The 1991 Second Plenary Council of the Philippines (PCPII), which redefined Philippine Catholicism’s mission post-Vatican II, declared that the Church “opposes all forms of discrimination and exploitation of women and fosters the growing awareness of their dignity and equality with men.” Describing Jesus’ attitude to women as “one of openness and great-heartedness,” PCPII admitted that the Church needed to “let go of cultural attitudes that prevent the liberating action of women.” The council’s acts and decrees obliged the Church to challenge “through programs geared to authentic liberation, all forms of discrimination, abuse, and exploitation of women.” The document enjoined women in religious life “to be open to the women’s movement, modeling for them spiritual leadership in living the Gospel” and religious institutes of women to “use their resources for the authentic advancement of the status of women.” (In fact, religious women’s engagement with the women’s movement had preceded this call by at least a decade.)
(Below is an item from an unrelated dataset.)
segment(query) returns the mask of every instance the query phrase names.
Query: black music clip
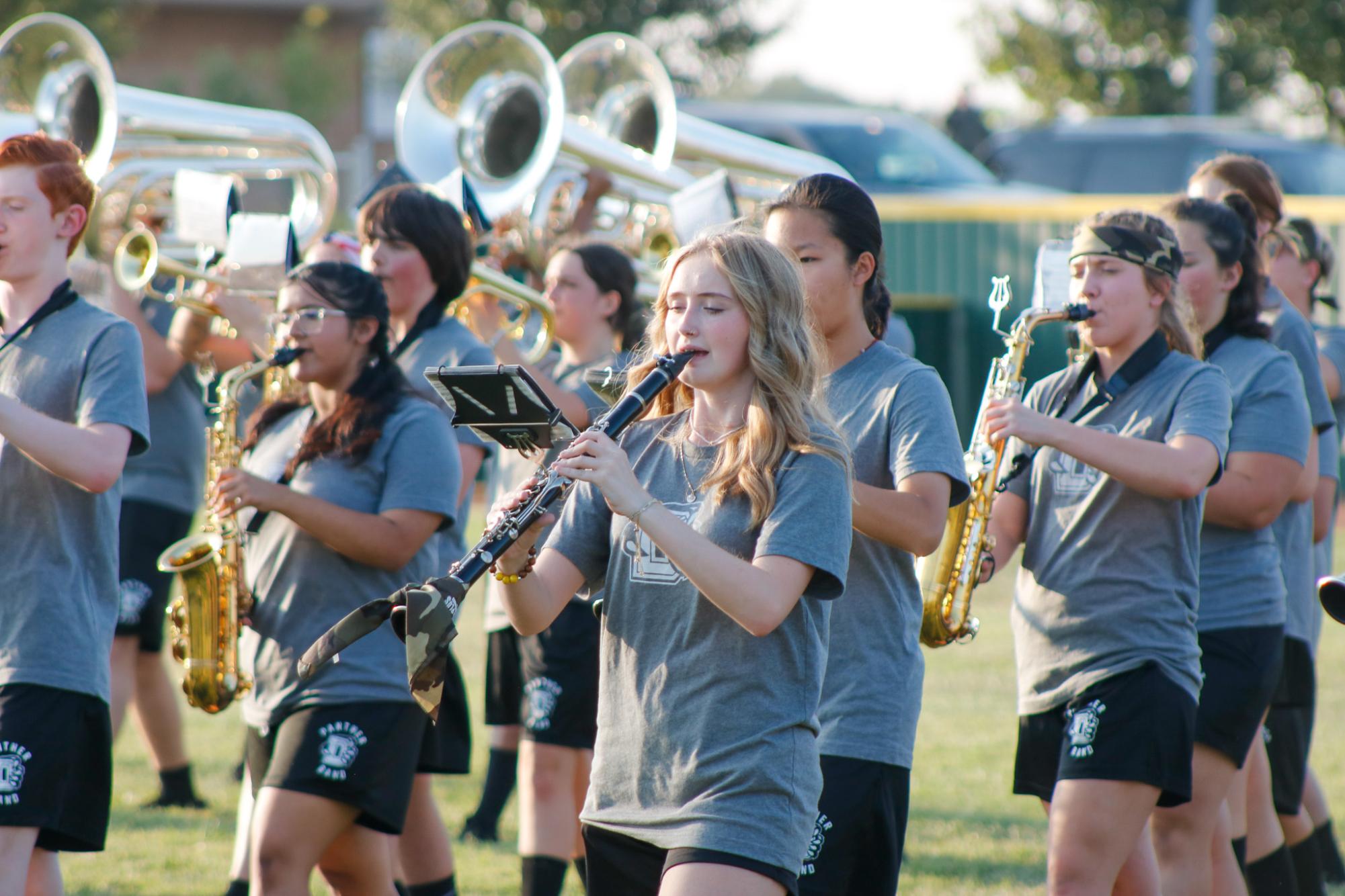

The bishops followed this groundbreaking endorsement of gender equality with their first collective pastoral statement on women’s rights. In 1994 they praised the Beijing Conference for seeking “to look more closely into the dignity of women and to call on governments on issues affecting women, such as poverty, illiteracy, prostitution, violence against women, and their exploitation in the mass media.” Their 1998 “Pastoral exhortation on the Philippine economy” pressed government “to foster gender equality and shared partnership between women and men as agents and beneficiaries of development.” They added: “It is our contention that the development process will dramatically change for the better when women and men are equally represented and responsible for the common good of society.”
In 2001, the National Pastoral Consultation on Church Renewal, an assembly of bishops, clergy, religious, and laity, named women foremost in a litany of “movements of renewal in Philippine society” meriting celebration.
Given this unprecedented teaching for women’s equality, why do the ECFL and the OW seem anxious about the Magna Carta of Women? One concern is that the bill inadequately emphasizes what they see as women’s primary and divinely ordained role, the nurture of family.
If one restates this concern in the secular terms required by democratic debate — for democratic debate must embrace those who do not think anything is divinely ordained, else it is not democratic, and the Church also endorses democracy — then secular women’s groups can appreciate the anxiety of the ECFL and the OW. The nurture of families is a task no society can neglect without peril. If women participate equally in the political and economic spheres, who will care for the children? Here is an answer which no one who grasps the magnitude of the task ought to quarrel with: men and women both.
Last Jan. 23, a Vatican official, Cardinal Paul Josef Cordes, bewailed the phenomenon of fatherless families and its damaging impact on children and society. Many women’s groups disagree with the cardinal’s identification of the problem’s causes, but most agree that the mass abdication by men of their parental responsibilities is a problem.
By insisting on the primacy of women’s domestic roles over all other possible roles, do not conservative Catholics encourage this abdication? And if the nurture of the family is so vital it must be written into a Magna Carta of Women, is it not vital for everyone to undertake?
The Church honors Filipino women by expressing confidence in their capacity to participate in political and economic life without abandoning domestic roles. Surely Filipino men are no less capable of being husbands, fathers, and political and economic actors all at once; then they would also enhance the social participation of their wives, daughters, and sisters. Is not this capability and responsibility important enough to encourage in men as well as in women? And cannot we Catholics agree that men’s coequal responsibility for the family is also divinely ordained?
Philippine Bishops’ Statement and Letter on Magna Carta for Women
A Magna Carta of Women should, in our view, recognize household work as professional work and should encourage its further professionalization, while promoting various other professional skills for women.
Our legislators seek to anchor their proposed Magna Carta of Women on the Convention on the Elimination of all Forms of Discrimination Against Women (CEDAW), adopted by the United Nations General Assembly in 1979. This, we believe, must be approached with an abundance of caution.
In principle, our government is bound to implement all international documents adopted by the UN, which are not in conflict with our Constitution. But not every provision of CEDAW is in accord with our Constitution. The Holy See itself has expressed certain reservations about certain provisions of CEDAW.